4. Null and Empty Field Handling

HL7 distinguishes three population states for every field, component, and sub-component:

4.1. Populated (Valued)

The element contains data between delimiters:

|Smith^John|

4.2. Not Populated (Empty)

No characters between consecutive delimiters. The sender has no value to communicate. The receiver makes no inference about the value in its database:

||

4.3. Explicit Null (Delete)

Two consecutive double-quote characters as the ONLY content of a field. This instructs the receiver to DELETE the previously stored value:

|""|

Critical constraint: Using "" for any purpose other than deletion is prohibited by the standard.

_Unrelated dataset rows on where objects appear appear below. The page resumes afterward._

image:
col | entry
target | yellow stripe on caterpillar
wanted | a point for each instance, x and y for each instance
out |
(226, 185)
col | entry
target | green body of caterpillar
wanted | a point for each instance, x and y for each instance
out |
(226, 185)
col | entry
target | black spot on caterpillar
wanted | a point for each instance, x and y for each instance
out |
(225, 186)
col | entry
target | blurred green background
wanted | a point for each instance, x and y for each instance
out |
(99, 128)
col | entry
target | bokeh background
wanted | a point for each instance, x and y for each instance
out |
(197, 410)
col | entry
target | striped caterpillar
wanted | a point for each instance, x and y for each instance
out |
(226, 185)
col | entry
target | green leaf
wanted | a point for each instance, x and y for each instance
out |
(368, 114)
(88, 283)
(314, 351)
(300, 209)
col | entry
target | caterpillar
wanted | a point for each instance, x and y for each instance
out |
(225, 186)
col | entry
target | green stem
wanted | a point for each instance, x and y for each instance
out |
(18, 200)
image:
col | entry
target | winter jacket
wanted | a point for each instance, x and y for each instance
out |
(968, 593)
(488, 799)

Delete indicator length: The deletion indicator "" is treated as having zero length and fits within any length specification.

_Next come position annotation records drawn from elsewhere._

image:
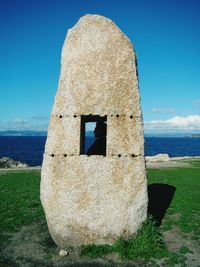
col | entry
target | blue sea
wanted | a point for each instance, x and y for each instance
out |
(29, 149)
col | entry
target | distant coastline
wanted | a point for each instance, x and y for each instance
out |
(91, 134)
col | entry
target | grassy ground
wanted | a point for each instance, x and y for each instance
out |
(174, 202)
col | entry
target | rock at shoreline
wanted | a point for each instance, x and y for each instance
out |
(6, 162)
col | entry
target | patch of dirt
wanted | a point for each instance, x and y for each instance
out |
(175, 240)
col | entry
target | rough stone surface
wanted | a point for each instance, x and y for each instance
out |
(95, 199)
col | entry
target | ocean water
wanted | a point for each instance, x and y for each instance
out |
(29, 149)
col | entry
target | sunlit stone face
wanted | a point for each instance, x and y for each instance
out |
(95, 196)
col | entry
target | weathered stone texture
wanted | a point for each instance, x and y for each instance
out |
(95, 199)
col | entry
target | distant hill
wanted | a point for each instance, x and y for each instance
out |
(196, 135)
(23, 133)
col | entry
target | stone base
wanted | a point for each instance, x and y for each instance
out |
(93, 199)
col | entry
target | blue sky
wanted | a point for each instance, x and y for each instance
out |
(166, 37)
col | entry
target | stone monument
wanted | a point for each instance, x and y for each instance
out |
(95, 196)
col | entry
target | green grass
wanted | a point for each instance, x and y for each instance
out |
(186, 200)
(144, 246)
(20, 205)
(20, 202)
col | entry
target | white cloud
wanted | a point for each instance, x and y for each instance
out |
(37, 123)
(159, 110)
(177, 123)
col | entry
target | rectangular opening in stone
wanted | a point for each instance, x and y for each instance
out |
(93, 135)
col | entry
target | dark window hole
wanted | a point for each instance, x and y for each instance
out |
(93, 135)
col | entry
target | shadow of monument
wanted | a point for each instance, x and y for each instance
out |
(160, 197)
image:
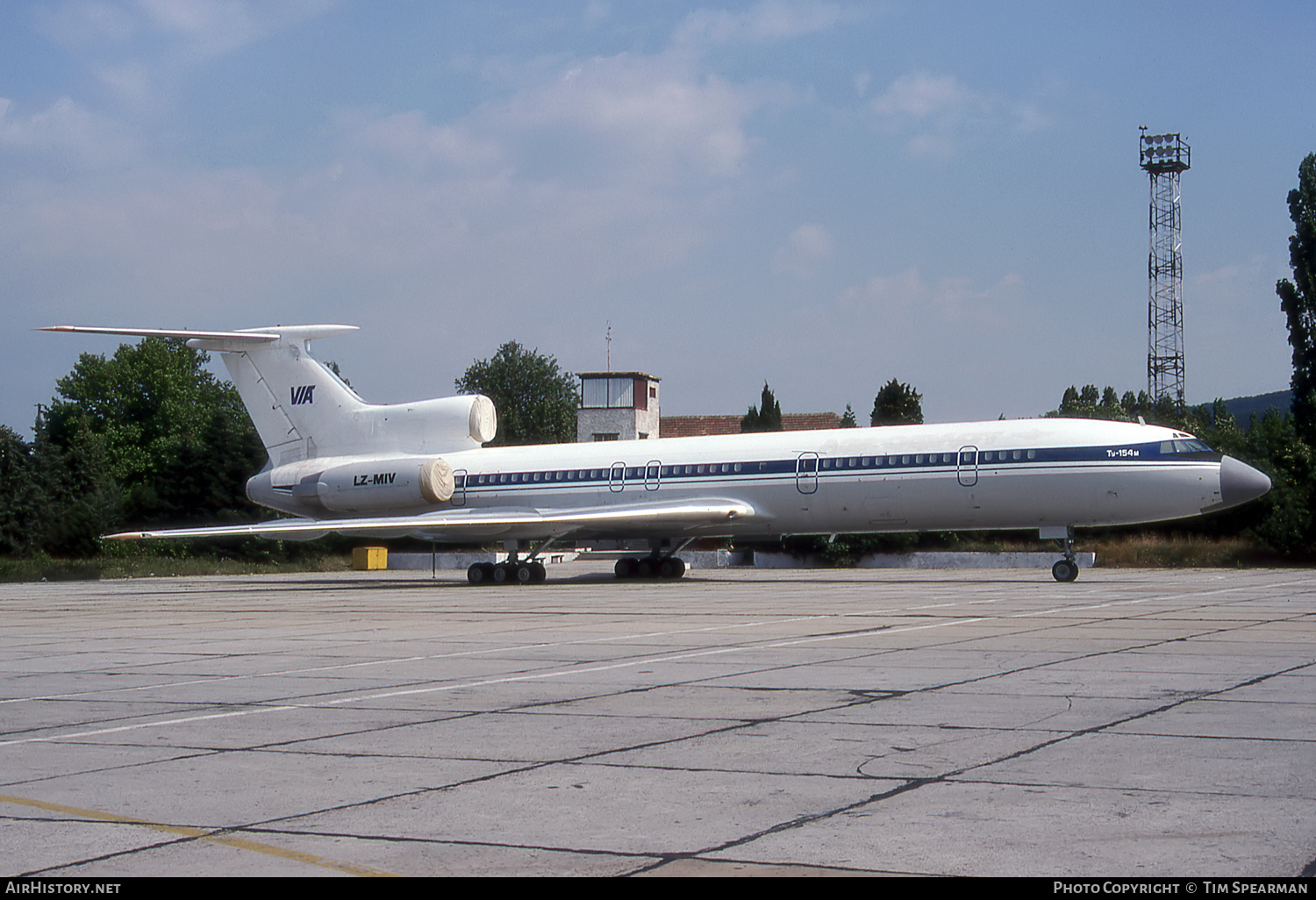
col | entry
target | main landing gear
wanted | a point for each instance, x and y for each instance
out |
(515, 570)
(526, 571)
(670, 568)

4.4. Null at Component Level

Explicit null can apply to individual components within a composite field:

|""^John^""^Dr|

This deletes the family name and suffix while preserving given name and prefix.

4.5. Interaction with Updates

In update transactions (e.g., ADT^A08):

  • Empty field (||): no change to existing value
  • Populated field (|Smith|): replace existing value
  • Explicit null (|""|): delete existing value

5. Escape Sequences

5.1. Structure

An escape sequence begins and ends with the escape character (default \):

\<code><data>\

Where <code> is a single uppercase letter and <data> is zero or more characters.

Nesting is prohibited: No escape sequence may contain another escape sequence.

5.2. Delimiter Escape Sequences

These are valid in ALL text-bearing data types (ST, TX, FT, CF, CWE text components, etc.):

SequenceRepresentsPurpose
\F\Field separator (|)Literal pipe in data
\S\Component separator (^)Literal caret in data
\T\Sub-component separator (&)Literal ampersand in data
\R\Repetition separator (~)Literal tilde in data
\E\Escape character (\)Literal backslash in data
\P\Truncation character (#)Literal hash in data (v2.7+)

Case sensitivity: Escape codes are CASE-SENSITIVE. \F\ is valid; \f\ is not.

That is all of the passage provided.